Little Red Cap


Theme: Coming of Age, Innocence and Experience, Gender Stereotypes

The red clothes of the young woman symbolize passion, lust and experience.

Annotations:

First Stanza: The young woman is said to be leaving her house and venturing into the woods. This can be said as her transition from childhood to adulthood, and coming out of her comfort zone. Her house symbolizes her sheltered childhood, while the open fields and woods symbolize her path towards new experiences, which can be unpredictable and new, just like the woods and open fields. She sees married men keeping their factories and allotments like “mistresses”. This goes to say that these men take great care of their business, and are very sincere to them. It was here where she first saw a glimpse of the man, whom she describes as a ‘wolf’.

Second Stanza: The woman sees the man reading a poem, describing his voice being as deep as a wolfish drawl. Red wine stains his beard. She finds his facial features both intimidating and attractive. She makes sure he sees her and buys her a drink, indicating that she may have seduced him.

Third Stanza: The woman is attracted to the man because of his poetry, which she believed would help her explore the world outside her house more. The wolfish man leads her to his house. The path to his house seems to be dark and thorny. The woman’s clothes get stuck and torn in many places, which look like clues for a murder.

Fourth Stanza: They are at the man’s house. His breath on her ear seems to be teaching her a love poem while she clings on his body till dawn, making love. She then asks, ‘What little girl doesn't dearly love a wolf?’ This might indicate a gender stereotype where every girl is expected to love a man. When she says ‘wolf’ she means a somewhat ‘masculine’ man whose features are bold, rough and confident.

Fifth Stanza: She then leaves his arms and goes in search of a white dove – a symbol of chastity. The bird flies right from her hand into the man’s mouth who eats it in one bite. This scene may describe the loss of the woman’s virginity which was taken by the man in just one night. The man, however, seems quite unaffected by this and casually remarks about the convenience of receiving breakfast in bed. Right after he sleeps, the young woman then goes to the back of his lair, where she sees a whole wall aglow with books. She is filled with intense pleasure and excitement upon seeing all these books.
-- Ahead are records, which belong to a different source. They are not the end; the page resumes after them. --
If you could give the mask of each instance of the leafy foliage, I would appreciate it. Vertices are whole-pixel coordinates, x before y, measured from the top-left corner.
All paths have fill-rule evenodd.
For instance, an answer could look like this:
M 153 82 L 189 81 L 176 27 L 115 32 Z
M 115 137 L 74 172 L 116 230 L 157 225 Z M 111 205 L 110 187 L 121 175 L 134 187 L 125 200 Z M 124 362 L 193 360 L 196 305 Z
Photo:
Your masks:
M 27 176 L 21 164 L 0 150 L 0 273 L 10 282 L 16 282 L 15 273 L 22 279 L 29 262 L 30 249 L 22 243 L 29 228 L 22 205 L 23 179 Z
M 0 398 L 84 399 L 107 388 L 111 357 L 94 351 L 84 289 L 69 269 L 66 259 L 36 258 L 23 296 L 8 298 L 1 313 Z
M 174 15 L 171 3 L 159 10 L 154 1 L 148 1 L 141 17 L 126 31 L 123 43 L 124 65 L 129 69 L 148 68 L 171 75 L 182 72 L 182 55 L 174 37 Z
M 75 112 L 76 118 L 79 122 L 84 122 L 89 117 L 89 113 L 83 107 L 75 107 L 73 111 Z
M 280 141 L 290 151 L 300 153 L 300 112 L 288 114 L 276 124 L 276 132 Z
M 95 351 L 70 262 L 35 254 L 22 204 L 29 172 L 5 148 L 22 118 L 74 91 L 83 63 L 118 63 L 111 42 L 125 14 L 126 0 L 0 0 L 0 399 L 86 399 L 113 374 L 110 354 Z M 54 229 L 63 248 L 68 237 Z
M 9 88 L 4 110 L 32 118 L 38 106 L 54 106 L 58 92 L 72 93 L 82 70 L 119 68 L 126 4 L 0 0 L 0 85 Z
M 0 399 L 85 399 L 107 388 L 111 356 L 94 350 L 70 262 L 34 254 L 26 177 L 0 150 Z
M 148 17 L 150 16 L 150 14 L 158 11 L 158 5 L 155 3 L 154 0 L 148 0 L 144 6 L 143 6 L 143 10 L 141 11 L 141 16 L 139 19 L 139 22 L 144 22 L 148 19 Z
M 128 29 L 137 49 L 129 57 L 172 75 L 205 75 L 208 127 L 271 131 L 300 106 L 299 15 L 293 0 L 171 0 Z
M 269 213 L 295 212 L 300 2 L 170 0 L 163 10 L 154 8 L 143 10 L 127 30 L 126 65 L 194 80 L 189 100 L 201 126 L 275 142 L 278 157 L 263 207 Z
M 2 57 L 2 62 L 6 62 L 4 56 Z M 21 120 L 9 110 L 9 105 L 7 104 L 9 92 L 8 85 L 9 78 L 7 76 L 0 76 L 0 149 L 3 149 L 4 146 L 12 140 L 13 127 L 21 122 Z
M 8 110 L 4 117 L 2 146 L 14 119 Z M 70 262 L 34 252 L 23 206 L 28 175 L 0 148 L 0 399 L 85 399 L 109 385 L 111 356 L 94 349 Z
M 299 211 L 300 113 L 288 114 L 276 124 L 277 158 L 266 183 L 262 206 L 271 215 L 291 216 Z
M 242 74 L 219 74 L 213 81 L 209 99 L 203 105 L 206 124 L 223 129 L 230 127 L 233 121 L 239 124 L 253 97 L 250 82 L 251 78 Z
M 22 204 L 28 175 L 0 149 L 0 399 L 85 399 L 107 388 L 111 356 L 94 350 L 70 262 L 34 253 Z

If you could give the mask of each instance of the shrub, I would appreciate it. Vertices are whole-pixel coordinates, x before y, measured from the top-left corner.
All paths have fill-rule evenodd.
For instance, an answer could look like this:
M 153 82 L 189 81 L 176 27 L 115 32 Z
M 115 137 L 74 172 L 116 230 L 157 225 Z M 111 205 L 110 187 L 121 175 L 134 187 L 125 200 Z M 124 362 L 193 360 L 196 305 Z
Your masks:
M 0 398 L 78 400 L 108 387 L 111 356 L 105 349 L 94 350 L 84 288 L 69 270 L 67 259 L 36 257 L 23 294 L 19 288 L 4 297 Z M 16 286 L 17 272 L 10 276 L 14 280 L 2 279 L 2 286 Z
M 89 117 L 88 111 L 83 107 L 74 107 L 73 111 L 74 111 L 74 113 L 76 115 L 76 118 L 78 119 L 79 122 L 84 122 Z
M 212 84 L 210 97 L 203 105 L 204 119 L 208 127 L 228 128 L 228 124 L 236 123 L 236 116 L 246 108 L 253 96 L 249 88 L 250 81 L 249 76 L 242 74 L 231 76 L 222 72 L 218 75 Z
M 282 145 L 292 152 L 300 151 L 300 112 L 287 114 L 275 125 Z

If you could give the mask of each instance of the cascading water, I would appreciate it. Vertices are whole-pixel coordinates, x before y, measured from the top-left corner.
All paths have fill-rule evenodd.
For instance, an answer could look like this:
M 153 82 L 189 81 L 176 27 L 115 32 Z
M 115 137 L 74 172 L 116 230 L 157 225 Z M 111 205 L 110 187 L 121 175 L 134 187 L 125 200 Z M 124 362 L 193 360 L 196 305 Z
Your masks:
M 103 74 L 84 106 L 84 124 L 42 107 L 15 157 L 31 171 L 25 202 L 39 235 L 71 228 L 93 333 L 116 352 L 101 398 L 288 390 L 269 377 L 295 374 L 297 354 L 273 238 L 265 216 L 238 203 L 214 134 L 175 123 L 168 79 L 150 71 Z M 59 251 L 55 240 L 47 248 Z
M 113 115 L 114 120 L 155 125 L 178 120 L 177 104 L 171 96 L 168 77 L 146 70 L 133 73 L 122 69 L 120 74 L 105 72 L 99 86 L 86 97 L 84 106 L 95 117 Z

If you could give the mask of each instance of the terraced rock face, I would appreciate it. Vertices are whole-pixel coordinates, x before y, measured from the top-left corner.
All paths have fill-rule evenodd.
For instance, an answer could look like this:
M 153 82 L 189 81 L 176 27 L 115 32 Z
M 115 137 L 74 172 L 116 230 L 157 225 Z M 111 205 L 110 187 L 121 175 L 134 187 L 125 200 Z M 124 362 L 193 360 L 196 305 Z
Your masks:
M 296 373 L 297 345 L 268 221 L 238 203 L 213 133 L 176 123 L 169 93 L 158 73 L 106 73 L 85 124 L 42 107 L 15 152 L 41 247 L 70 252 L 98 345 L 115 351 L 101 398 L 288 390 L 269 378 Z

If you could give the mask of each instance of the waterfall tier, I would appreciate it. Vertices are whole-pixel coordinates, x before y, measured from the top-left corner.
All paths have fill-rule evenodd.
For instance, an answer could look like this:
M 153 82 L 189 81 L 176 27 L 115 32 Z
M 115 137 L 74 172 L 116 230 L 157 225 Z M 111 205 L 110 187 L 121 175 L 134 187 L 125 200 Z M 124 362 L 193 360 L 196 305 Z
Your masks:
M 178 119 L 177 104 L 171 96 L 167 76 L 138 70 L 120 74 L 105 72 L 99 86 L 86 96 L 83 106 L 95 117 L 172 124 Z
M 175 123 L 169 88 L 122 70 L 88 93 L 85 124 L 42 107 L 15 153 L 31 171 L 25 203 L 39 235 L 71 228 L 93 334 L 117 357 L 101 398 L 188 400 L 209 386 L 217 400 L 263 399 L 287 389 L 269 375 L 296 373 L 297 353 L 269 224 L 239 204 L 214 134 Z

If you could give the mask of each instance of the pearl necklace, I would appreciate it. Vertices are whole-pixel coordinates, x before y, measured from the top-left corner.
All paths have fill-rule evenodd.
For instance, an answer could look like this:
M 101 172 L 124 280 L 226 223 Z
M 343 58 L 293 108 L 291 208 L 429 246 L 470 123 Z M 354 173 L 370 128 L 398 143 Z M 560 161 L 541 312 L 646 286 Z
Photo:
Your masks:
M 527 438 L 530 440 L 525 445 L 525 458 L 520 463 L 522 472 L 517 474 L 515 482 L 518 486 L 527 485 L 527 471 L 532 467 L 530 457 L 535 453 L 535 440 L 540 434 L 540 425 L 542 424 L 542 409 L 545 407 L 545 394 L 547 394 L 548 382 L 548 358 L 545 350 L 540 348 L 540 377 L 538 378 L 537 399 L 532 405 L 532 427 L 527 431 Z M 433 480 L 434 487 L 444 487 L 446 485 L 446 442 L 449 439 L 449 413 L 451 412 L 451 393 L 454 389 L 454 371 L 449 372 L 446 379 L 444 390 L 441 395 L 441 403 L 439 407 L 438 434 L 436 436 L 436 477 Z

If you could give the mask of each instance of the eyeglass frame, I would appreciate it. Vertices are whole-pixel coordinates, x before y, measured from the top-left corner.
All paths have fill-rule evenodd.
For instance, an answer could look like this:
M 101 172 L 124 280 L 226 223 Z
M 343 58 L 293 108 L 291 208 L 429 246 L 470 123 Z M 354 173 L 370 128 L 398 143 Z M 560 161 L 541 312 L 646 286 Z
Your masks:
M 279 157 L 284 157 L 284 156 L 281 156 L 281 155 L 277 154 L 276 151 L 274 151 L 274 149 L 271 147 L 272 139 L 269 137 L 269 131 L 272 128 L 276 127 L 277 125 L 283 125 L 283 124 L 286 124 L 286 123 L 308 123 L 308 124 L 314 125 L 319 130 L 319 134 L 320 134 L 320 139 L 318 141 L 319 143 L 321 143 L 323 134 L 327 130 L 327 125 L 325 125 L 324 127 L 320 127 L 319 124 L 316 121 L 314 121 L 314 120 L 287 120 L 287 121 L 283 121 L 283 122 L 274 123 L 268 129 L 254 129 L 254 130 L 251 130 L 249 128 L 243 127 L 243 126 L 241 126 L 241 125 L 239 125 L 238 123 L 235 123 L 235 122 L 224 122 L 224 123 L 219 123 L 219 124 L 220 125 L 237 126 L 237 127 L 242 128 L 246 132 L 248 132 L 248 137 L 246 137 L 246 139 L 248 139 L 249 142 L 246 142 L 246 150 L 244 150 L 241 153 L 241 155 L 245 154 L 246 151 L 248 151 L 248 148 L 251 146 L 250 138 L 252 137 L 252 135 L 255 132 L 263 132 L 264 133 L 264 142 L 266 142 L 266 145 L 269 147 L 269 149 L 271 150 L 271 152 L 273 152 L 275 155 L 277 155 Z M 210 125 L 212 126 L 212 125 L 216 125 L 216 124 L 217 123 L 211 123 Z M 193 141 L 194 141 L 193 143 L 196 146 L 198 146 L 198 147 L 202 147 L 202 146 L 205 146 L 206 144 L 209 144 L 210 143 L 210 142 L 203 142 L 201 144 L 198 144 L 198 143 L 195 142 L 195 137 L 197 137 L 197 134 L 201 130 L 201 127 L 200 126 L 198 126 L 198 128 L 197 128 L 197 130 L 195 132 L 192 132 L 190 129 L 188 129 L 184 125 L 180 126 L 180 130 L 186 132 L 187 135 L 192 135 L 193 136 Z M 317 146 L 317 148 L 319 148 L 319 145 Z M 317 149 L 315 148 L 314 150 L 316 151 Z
Sixth Stanza: Time passes and the woman reflects on her relationship with the wolf after ten years. She compares the oppressive nature of their relationship to a mushroom growing from the mouth of a corpse. This implies that she might have killed him. The line ‘birds are the uttered thought of trees’ means that in ten years she has learned that art only comes from experience. She becomes disinterested in the wolf. Perhaps this is because she finds his poems repetitive and thus, boring. She picks up an axe and attacks a willow tree and a fish, to see what happens when she wields power in the woods. She then kills the man, inside whom she finds her grandmother’s bones, which she calls ‘virgin white’. The speaker discards of her dead lover by filling his stomach with rocks and then sewing him back up. She walks out of the wolf’s lair alone, carrying flowers and singing. Thus, she ends her oppressive relationship with the wolf and walks away, empowered.

Symbolism:
  1. Birds – symbolize poetry and knowledge
  2. White and Red – Throughout the poem, white has been used as a symbol of purity and innocence, while red symbolized lust and maturity.
  3. The Woods – They are said to be an unfamiliar place for the speaker, symbolizing her journey from childhood to adulthood. The woods are unpredictable and wild – a representation of her expectations when she goes to the ‘wolf’s’ lair.
Stylistic Devices:
  1. Allusion: “Into playing fields, the factory allotments / Kept like mistresses, by married kneeling men”
  2. Metaphor: “Then I slid from between his heavy matted paws”
  3. Alliteration: “Season after season, same rhyme same reason”
  4. Repetition: “What big ears / he had! What big eyes he had! What teeth!”